Ray Wylie Hubbard: I thought the editing and the score ruined the rest of it. I think the dialogue is good, the storyline was good. It just seems like they kind of got in there and didn’t know what they wanted to do. They didn’t know if they wanted to be “Kill Bill” or “Appaloosa.” It’s painful in that it could have been powerful. It could have been a really powerful movie, with the score just being simple and dirty, and the soundtrack album could have been great.

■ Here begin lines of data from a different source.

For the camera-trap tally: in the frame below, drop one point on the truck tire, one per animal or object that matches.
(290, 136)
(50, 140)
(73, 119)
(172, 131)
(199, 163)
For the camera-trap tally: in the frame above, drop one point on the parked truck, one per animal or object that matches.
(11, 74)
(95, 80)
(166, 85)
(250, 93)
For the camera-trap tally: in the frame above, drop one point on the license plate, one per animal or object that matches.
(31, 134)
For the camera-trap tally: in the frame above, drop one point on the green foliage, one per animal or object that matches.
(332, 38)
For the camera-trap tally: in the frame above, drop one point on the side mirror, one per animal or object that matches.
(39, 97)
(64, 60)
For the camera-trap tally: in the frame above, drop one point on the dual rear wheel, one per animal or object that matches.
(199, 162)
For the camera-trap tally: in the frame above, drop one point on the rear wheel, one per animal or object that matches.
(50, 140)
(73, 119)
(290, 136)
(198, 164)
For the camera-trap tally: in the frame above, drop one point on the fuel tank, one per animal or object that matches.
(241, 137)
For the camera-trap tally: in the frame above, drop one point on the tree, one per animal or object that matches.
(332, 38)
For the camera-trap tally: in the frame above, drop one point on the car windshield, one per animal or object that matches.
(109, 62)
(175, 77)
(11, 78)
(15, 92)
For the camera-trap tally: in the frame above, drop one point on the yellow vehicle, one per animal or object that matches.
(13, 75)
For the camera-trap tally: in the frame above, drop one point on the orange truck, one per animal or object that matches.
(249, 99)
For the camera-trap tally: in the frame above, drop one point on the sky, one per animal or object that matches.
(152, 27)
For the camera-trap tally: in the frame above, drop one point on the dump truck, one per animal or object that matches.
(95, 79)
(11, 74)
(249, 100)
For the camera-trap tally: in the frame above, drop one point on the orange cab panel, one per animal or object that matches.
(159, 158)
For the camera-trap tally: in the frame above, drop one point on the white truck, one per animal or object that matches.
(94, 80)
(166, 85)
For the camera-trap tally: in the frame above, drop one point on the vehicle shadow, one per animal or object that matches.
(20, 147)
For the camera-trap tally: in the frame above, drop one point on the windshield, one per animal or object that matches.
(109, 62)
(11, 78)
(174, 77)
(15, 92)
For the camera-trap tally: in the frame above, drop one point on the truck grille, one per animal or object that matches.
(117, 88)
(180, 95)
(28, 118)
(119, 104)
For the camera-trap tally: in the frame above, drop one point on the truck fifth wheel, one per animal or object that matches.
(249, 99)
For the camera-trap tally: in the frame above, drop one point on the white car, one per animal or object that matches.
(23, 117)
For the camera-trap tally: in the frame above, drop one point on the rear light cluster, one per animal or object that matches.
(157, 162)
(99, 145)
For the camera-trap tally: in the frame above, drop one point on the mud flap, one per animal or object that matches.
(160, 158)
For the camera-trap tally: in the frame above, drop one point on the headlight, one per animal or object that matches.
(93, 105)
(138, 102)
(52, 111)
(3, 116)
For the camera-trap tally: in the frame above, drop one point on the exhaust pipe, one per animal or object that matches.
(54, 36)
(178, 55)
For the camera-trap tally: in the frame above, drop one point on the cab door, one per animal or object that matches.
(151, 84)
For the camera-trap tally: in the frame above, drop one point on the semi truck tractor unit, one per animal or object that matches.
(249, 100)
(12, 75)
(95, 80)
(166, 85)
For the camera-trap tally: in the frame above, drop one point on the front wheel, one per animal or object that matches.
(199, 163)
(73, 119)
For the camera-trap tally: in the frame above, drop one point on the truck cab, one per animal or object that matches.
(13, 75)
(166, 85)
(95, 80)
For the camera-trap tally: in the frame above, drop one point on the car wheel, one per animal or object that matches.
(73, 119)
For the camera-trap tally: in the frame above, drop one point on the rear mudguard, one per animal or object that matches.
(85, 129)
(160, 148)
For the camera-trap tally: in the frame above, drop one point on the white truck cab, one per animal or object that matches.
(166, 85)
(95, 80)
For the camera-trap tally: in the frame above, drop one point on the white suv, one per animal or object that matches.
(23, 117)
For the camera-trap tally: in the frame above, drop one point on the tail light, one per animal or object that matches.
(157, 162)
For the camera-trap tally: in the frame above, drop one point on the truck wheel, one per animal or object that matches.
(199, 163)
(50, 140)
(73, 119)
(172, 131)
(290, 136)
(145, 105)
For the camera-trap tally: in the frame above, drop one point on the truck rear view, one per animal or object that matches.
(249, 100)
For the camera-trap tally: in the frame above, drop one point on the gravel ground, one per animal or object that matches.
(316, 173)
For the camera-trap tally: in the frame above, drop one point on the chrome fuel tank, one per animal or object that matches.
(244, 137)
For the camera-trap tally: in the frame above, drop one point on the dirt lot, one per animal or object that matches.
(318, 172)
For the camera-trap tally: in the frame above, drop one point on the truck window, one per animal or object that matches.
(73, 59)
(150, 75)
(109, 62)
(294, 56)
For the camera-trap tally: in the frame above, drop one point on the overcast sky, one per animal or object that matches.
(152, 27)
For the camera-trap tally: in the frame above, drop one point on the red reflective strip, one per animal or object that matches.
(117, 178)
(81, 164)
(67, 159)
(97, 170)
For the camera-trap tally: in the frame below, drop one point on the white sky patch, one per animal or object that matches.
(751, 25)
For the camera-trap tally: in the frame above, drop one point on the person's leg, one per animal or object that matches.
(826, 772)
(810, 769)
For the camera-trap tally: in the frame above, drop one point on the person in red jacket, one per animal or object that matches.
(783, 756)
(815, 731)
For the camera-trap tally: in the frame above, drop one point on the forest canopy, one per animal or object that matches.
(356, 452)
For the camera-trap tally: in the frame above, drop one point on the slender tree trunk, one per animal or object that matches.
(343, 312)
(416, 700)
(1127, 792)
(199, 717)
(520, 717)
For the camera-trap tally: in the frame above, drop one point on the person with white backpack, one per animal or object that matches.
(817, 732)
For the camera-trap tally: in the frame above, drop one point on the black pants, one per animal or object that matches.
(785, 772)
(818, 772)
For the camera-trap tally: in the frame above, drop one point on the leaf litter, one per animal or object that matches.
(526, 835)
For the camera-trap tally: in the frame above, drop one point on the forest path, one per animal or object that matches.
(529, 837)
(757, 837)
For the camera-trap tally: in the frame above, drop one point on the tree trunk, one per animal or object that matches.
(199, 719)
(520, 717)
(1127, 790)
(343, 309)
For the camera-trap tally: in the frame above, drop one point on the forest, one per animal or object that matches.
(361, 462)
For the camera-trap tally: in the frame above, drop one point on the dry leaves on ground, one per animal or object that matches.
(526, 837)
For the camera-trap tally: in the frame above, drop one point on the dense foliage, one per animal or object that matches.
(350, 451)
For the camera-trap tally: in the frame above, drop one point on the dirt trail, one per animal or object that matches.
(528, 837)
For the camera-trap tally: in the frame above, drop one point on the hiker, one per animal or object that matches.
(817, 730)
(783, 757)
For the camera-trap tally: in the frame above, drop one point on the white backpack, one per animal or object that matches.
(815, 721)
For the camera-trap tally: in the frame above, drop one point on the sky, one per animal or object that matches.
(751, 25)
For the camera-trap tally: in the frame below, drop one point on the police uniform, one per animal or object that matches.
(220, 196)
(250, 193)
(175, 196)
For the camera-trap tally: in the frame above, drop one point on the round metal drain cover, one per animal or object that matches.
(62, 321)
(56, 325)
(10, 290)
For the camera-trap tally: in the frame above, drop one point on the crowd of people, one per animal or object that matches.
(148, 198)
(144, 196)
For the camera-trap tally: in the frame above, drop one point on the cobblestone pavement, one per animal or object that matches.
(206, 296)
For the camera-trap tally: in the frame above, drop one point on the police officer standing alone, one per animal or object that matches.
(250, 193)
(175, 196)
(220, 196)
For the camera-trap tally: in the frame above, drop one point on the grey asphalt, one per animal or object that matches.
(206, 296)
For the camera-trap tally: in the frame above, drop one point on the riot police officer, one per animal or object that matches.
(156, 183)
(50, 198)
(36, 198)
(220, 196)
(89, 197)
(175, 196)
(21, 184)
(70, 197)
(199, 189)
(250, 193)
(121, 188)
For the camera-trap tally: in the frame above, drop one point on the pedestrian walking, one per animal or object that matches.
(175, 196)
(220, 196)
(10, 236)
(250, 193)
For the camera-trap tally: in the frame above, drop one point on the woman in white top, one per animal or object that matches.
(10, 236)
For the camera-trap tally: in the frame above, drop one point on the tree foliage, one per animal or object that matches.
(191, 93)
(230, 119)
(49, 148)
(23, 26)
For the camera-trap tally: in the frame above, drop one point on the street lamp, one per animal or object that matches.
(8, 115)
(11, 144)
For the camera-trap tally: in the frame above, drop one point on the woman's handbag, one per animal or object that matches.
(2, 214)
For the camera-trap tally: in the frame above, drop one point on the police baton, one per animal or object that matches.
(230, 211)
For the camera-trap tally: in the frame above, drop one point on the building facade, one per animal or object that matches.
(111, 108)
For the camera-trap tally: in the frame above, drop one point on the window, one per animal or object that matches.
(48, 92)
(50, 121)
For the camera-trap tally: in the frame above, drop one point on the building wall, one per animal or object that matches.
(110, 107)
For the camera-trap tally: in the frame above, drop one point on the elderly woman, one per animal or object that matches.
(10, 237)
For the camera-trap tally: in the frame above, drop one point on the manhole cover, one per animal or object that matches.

At some point along the way decisions were made based on fear, not on art. I wrote the script with the music. I really have a lot of respect that the movie even got made. But from where I am, we could have at least got a triple, and we didn’t even get a base on balls, we struck out. And then Tiller called me up and told me he was wrong because he never even gave me a chance to come to the plate and swing. I will tell you that Tiller called up about a month ago he said “I was wrong.”
– – – – – – – – – – – – – – – – – – – – – – –
I reached out to the co-writer and director for Last Rites Tiller Russell, who sent me this statement:
“I think Ray is a brilliant writer. And collaborating with him on the screenplay for Ransom was a moving, memorable experience. I’ll never forget it. I’m saddened by his response to the film. But making a movie is a complex undertaking and a crazy process. We had our differences when it went from script to screen. I suppose time will tell about the merits of it. If you’re curious, please see it yourself. For my part, I will always have love and respect for Ray.”